Barbie for boys, right? That had to be the pitch echoing around Amazon headquarters a few years back. Director Travis Knight's Masters of the Universe - screenplay by Chris Butler, Aaron Nee, Adam Nee, and David Callaham - attempts a similar sort of trick as Greta Gerwig's film by ascribing three-dimensional torments and traumas to plastic, two-dimensional characters. Although not directly dissected within the piece, this Masters of the Universe (like Barbie) posits an unchanging layer of reality, distinct from our own lived experience, that operates with the strange, impenetrable logic of children at play. Soldiers, who cannot understand that they are toys, stand glowering at their mutated opponents; the front line of a war trapped in perpetual stalemate. This impasse holding until the imagination that is arranging these battles returns and completes their game. They don't even have names without him. So, after escaping through a swirling portal in the midst of a coup, Prince Adam of Eternia is stranded on Earth for fifteen years, desperately searching for the power sword he lost in psychedelic transit.
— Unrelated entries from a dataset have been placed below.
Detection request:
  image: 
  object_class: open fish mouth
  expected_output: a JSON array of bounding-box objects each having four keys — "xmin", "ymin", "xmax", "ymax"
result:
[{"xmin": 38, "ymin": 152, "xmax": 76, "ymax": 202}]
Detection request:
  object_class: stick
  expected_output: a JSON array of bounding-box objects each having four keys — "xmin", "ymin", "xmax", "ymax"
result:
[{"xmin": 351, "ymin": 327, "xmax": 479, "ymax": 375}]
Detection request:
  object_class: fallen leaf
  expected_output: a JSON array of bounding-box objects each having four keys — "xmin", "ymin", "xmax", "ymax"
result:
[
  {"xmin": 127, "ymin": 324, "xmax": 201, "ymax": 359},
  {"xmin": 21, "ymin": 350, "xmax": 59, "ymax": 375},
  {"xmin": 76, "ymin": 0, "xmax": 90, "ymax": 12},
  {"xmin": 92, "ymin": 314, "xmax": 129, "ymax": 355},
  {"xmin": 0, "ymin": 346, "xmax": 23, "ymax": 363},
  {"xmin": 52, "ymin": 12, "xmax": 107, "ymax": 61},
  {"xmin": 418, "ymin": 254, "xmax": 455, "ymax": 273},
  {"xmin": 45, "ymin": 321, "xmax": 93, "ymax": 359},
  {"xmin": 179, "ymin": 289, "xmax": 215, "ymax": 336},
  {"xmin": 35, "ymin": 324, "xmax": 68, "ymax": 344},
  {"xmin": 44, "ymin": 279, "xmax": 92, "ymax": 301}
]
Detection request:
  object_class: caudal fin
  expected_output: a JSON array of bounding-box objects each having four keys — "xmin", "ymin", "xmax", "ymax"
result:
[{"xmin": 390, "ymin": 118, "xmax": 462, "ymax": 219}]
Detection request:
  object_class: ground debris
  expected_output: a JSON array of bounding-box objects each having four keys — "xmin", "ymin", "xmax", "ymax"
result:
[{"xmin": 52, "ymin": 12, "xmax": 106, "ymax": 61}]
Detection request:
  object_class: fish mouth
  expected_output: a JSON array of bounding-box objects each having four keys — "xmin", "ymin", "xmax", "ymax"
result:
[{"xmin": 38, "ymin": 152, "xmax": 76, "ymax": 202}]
Like the title character in John Milius' Conan the Barbarian, any interim between the sacking of his kingdom and the mindless toil that greets him in manhood - the Cimmerian endlessly turning an enormous grain mill, singlehandedly; Prince Adam working for HR in a strict, backbiting American office - is deemed extraneous and elided here. Unlike Margot Robbie's doll though, Nicholas Galitzine's pretender to the throne isn't yet the finished article. He hasn't completely assumed the role of beloved action figure. The rotoscoped, cornball antics of Filmation's He-Man and the Masters of the Universe television series may exist as a yet-to-be-achieved state of success within Knight's film but, this blaring simulacrum aside, there is something very different about Prince Adam the person. Surrounded by stock characters and bullied incessantly as a child for his perceived weakness, Adam is, as his mother hints, unstuck and atypical in this setting. He doesn't instantly fulfil a role within the wider play setting. He is, in fact, a chimera: a hybrid that combines the imaginative energies that course through this fictional realm with the deeper, much more complicated emotional range of an actual human being.
Adam's assumption of Grayskull's cosmic power then a condition of an uncanny birthright - his mother a lost astronaut originating from Earth; his father an unsparing, PVC warrior - that allows him to channel and iterate on hackneyed skirmish. This boon isn't then something that can passed freely between the rest of Mattel's product range. Impressively loud, thanks to Daniel Pemberton's thundering score and Brian May's superheroic licks, Masters of the Universe may betray a similar sort of studied irreverence as a Taika Waititi Thor (or last year's A Minecraft Movie for that matter) but Knight's vision is presented with a kind of 5½ inch fluency that registers as celebratory rather than mocking. So, Karg and even Pigboy (as well as Dolph Lundgren in a cameo that plays like a DVD extra) from 1987's Masters of the Universe cohabit with characters plucked out of syndicated cartoons, Little Golden Books, and a Trap Jaw, played by Sam C. Wilson, that could be kin to Chris Cunningham's Mean Angel from 1995's Judge Dredd. This lovingly curated brand maintenance (as that is exactly what this is) exists within a piece that, as well as Arnold Schwarzenegger's breakthrough hit, quotes liberally from the stadium rock wing of the action-fantasy canon: Queen tracks are lifted straight out of Highlander to serve space opera theatrics on loan from Mike Hodges' Flash Gordon. All of which is to say that, in presenting itself as a mutant patchwork of clashing, barely compatible sources, Masters of the Universe 2026 is an appropriately cacophonous adaptation of a 1980s toyline.